LBA47_PR - Phase 3 (P04832) trial results for rolapitant, a novel NK-1 receptor antagonist, in the prevention of chemotherapy-induced nausea and vomiting (CIN...

Date 27 September 2014
Event ESMO 2014
Session Supportive and palliative care
Topics Supportive Measures
Presenter Bernardo Rapoport
Citation Annals of Oncology (2014) 25 (5): 1-41. 10.1093/annonc/mdu438
Authors M.R. Chasen1, A. Poma2, M.L. Hedley3, R.E. Martell2, C. Gridelli4
  • 1Dept Palliative Rehabilitation, Elizabeth Bruyere HospitalDivision Of Palliative Care, CA-K1N 5C8 - Ottawa/CA
  • 2Medical, TESARO, 02451 - Waltham/US
  • 3President, TESARO Inc., 02451 - Waltham/US
  • 4Medical Oncology, UO Oncologia Medica"S.G. Moscati Hospital", IT-83100 - Avellino/IT




Rolapitant is a highly selective competitive long acting NK-1 receptor antagonist that demonstrated safety and prevention of CINV in both phase 2 and 3 trials.


A multi-center, randomized double-blind phase 3 trial was conducted in patients (pts) receiving cisplatin-based chemotherapy. 532 pts were randomized 1:1 to receive oral rolapitant + granisetron/dexamethasone (G/D) or placebo + G/D prior to chemotherapy. The primary endpoint was complete response (CR; no emesis/no rescue meds) in the delayed phase (>24-120 hrs) post-chemotherapy. Key secondary endpoints included CR during acute (0-24 hrs) and overall (0-120 hrs) phases. Treatment comparisons were performed using a Mantel-Haenszel chi-square test; to control for type 1 error, testing was conducted in a stepwise fashion for key secondary endpoints. A regional CR analysis was prospectively conducted on North America (NA), Asia/South Africa (ASA), Europe (E), and Central/South America (CSA). Daily quality of life (QoL) was assessed via Functional Living Index-Emesis Questionnaire.

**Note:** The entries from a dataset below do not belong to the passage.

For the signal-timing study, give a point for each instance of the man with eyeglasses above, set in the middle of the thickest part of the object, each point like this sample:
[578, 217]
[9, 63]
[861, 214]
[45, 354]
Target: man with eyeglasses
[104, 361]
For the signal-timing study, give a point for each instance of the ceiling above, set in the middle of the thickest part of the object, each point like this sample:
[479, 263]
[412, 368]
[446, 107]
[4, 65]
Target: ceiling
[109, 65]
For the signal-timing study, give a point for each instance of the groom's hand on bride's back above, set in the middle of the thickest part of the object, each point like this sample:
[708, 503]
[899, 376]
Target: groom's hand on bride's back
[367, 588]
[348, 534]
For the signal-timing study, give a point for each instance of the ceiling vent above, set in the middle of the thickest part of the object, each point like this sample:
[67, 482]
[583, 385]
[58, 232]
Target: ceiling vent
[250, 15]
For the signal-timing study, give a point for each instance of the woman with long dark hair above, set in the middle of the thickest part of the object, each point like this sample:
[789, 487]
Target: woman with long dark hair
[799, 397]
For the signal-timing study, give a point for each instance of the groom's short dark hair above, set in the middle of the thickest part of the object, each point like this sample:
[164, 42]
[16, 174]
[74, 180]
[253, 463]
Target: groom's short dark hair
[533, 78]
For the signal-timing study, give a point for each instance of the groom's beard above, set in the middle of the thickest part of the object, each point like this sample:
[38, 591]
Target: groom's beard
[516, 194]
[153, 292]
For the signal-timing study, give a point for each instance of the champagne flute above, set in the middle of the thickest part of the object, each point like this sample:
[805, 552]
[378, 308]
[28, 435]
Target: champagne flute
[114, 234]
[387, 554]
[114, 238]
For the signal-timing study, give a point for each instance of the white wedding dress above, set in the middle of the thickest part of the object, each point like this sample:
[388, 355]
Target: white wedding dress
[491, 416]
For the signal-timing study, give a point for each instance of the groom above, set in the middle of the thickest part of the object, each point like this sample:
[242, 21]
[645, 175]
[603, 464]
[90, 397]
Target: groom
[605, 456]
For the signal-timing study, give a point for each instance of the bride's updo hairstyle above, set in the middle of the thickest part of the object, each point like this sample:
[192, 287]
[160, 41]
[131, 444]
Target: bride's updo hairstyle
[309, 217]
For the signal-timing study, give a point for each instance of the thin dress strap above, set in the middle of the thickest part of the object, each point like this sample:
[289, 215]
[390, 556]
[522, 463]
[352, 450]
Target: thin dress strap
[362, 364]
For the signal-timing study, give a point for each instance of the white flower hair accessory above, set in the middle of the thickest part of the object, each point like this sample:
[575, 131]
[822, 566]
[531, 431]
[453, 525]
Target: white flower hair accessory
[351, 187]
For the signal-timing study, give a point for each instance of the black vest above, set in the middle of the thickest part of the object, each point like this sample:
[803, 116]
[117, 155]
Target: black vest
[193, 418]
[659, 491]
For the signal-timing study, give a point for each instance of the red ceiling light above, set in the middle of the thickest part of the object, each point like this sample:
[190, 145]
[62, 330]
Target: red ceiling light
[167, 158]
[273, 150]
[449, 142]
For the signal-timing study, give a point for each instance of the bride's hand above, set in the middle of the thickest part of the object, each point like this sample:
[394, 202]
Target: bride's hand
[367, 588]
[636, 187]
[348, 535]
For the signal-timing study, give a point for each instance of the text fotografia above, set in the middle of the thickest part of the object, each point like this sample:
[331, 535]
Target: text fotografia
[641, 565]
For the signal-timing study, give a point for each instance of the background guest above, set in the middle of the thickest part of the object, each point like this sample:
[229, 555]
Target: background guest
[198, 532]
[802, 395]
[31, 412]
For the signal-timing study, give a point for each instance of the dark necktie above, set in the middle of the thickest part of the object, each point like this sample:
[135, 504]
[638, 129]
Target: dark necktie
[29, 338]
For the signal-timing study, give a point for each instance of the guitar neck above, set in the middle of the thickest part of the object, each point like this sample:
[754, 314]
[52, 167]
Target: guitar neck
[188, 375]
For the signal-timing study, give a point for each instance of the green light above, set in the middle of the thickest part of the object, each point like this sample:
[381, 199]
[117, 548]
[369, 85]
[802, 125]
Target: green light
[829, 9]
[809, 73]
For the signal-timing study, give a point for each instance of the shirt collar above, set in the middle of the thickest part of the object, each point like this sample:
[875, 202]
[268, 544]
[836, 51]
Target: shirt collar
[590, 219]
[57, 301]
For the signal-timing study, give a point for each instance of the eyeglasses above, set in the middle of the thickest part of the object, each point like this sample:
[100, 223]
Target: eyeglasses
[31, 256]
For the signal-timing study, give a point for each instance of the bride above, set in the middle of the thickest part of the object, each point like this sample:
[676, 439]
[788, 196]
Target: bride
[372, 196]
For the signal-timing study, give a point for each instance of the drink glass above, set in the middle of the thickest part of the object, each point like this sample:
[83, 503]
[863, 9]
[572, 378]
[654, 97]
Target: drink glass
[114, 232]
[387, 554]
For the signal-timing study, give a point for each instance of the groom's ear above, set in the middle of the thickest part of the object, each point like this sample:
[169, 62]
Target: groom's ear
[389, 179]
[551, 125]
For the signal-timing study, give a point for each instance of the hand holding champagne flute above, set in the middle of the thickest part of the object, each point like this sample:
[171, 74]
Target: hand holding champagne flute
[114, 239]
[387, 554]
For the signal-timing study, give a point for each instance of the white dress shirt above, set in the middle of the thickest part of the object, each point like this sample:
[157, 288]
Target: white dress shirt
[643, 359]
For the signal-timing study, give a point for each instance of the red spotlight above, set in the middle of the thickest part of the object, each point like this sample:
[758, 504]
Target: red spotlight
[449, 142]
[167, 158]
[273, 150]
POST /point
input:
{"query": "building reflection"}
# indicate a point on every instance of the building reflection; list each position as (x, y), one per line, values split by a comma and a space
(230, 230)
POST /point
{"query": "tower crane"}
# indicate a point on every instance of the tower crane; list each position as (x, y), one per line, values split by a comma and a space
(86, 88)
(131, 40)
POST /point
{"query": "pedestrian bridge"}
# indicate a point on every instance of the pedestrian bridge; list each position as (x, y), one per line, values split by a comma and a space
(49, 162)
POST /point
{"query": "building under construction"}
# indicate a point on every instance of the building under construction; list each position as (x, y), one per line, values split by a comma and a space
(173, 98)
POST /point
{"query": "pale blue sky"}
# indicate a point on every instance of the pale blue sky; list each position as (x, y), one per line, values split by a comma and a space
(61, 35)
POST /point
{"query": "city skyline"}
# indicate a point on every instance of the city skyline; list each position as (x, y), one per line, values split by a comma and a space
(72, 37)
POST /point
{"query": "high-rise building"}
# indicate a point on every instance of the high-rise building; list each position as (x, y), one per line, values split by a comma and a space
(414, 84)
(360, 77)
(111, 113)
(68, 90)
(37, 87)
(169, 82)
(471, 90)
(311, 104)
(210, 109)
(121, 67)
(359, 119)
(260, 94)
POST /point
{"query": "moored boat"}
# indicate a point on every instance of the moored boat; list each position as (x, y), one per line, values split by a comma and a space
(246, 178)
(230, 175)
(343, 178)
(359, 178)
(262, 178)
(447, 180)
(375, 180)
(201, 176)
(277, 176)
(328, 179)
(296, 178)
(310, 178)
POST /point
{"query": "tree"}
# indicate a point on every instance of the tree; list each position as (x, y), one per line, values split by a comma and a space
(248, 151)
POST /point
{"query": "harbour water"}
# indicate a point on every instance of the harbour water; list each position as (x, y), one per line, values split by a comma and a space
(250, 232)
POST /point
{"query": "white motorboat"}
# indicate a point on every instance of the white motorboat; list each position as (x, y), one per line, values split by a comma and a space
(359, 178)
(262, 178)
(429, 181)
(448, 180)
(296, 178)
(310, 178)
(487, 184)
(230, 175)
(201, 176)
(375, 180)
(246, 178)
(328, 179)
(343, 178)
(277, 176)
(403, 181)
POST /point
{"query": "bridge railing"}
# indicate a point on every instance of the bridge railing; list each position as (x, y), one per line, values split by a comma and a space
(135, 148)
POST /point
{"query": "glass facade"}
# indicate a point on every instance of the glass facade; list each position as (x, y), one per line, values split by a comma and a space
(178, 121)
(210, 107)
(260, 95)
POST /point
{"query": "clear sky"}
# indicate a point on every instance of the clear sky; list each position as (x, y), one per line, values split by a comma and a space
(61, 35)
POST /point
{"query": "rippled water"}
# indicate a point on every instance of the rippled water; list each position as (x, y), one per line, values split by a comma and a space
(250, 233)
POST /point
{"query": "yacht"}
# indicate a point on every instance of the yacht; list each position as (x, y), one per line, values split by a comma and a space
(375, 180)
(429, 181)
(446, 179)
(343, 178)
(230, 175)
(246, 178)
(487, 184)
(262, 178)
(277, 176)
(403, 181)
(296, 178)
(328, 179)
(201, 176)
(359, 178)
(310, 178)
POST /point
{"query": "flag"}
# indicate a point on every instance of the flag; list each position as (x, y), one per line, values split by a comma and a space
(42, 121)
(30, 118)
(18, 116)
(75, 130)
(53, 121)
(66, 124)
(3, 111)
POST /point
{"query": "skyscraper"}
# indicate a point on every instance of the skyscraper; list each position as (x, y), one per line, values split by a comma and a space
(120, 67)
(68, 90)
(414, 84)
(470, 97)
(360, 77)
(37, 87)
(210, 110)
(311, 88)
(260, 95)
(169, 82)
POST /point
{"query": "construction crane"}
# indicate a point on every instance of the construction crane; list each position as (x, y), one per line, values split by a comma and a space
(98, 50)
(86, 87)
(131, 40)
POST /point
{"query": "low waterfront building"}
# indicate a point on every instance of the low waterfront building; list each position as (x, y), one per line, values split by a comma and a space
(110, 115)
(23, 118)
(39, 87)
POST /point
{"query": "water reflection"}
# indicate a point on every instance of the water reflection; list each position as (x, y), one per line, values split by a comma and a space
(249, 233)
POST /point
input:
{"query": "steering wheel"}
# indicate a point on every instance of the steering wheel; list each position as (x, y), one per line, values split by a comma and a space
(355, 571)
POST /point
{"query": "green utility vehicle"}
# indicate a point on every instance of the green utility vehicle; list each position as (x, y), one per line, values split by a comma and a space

Demographics were well balanced with a mdn age of 57.3y (range 20-90). The primary objective of this study was achieved with a higher CR rate in the delayed phase compared to placebo (72.7% vs 58.4%, p < 0.001). Statically significant results were also observed in key secondary endpoints of acute phase CR rate (83.7% vs 73.7%, p = 0.005), and overall CR rate (70.1% vs 56.5%, p =0.001). Slightly more pts reported no impact on daily QoL with rolapitant (72.8% vs 67.8%, p = 0.231). Addition of rolapitant conferred a CR improvement across geographic regions in both the delayed and acute phases (table). Treatment emergent AEs were consistent across both arms, and generally related to underlying medical condition or chemotherapy.

Delayed Phase Acute Phase
Region Rolapitant CR% Placebo CR% Rolapitant CR% Placebo CR%
NA 59.5 46.7 78.6 71.1
ASA 62.3 45.5 73.8 70.9
E 83.5 72.4 93.2 83.6
CSA 64.3 35.7 67.9 35.7


Rolapitant + G/D was well tolerated and superior to G/D alone in preventing CINV in pts receiving cisplatin-based therapies, and this effect was observed across geographic regions.


A. Poma, M.L. Hedley and R. Martell: is an employee of TESARO, the sponsor of this abstract. All other authors have declared no conflicts of interest.